1. Organisational Context
Hivos Southern Africa Hub, aims towards an open and green society, inspired by humanist values such as freedom, dignity, responsibility and curiosity. Our objective is that every person can live in freedom and dignity on a planet that is sustainable. We pride ourselves as upholding the principles of Social innovation of generating new ideas and approaches that resolve existing social, cultural, economic and environmental challenges for the benefit of people and planet. Hivos has a long track record of being creative and innovative. As such Hivos signed an agreement as the Principal Recipient (PR) of this three year programme which commenced in January 2016. The PR’s responsibility is to manage the Global Fund grant and ensure that the grant objectives are achieved. Hivos intends to hire a team of consultancy to carry out an end-term evaluation of the Key Populations Representation Evidence Advocacy for Change in Health (KP REACH) programme whose implementation ends on 31 December 2018.

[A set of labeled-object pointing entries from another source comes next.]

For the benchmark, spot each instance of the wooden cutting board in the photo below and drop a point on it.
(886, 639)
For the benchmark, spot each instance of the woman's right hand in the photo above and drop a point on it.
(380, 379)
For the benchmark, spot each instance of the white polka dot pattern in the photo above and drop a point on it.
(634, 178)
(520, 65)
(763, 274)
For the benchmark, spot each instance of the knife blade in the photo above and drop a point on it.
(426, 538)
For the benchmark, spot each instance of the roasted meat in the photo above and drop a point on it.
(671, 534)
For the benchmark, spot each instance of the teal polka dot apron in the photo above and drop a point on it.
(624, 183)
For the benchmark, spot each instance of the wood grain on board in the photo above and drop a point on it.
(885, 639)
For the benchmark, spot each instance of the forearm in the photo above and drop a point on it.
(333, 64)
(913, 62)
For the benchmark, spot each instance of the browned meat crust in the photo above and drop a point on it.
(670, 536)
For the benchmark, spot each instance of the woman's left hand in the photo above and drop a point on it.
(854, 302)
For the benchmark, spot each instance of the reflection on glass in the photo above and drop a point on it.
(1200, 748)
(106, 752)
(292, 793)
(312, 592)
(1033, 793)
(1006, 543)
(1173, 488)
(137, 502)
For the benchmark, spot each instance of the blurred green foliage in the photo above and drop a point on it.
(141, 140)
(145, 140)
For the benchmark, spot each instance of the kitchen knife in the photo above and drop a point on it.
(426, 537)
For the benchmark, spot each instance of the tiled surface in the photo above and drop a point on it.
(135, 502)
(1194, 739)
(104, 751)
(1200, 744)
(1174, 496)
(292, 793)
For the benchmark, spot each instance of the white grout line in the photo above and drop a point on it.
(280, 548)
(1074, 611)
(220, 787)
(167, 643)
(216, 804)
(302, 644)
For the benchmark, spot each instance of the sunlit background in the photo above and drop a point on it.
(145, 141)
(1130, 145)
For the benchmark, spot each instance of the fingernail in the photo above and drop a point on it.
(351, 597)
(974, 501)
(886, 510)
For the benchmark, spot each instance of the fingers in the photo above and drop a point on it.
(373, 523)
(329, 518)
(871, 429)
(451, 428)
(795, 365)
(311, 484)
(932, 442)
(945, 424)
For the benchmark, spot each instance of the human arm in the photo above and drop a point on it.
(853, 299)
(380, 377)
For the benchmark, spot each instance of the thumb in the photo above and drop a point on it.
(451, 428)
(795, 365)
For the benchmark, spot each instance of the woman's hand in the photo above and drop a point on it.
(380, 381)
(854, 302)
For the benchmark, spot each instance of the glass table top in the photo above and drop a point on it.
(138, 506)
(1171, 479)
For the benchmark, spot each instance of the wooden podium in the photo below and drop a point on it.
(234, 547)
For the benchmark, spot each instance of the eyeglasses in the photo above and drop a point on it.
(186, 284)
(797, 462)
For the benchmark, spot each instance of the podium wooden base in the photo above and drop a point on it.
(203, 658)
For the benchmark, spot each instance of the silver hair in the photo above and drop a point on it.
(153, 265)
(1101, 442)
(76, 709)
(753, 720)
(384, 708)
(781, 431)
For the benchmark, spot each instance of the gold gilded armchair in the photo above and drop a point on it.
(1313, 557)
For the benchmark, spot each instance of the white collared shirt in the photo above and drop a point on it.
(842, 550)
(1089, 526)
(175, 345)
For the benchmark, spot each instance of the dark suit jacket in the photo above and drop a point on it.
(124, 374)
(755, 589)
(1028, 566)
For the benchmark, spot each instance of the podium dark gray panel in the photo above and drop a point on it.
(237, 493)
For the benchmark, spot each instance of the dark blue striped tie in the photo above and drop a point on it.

1.1 Background of the KP REACH Programme
KP REACH is supporting work in eight countries which account for 81% of people living with HIV in sub-Saharan Africa: Zambia, Zimbabwe, Mozambique, South Africa, Swaziland, Lesotho, Botswana and Namibia. Despite these countries’ achievements in reducing AIDS-related deaths in the past decade and an overall decline in most countries, new infections in key populations continue to increase. UNAIDS notes that in sub-Saharan Africa overall, KPs account for more than 21% of new infections, and HIV prevalence among these populations is often extremely high. UNAIDS also notes that there is credible and consistent evidence that when HIV related services are provided to KPs free of stigma and discrimination, new HIV infections decline significantly. Seven partners (AMSHeR, ASWA, CAL, Gender DynamiX/SATF), Positive Vibes, SAfAIDS and M&C Saatchi World Services) are involved in the implementation of the programme
KP REACH aims to bend the HIV curve in the targeted eight countries (Botswana, Lesotho, Malawi, Namibia, South Africa, Swaziland, Zambia and Zimbabwe) and address the above-mentioned gaps. A strengthened response from regional networks to share strategies, leverage progress in other contexts, and empower national organizations is a required and necessary component in CSS to enhance human rights and advocate effectively at both regional and national levels for improved provision of health and HIV services to key populations.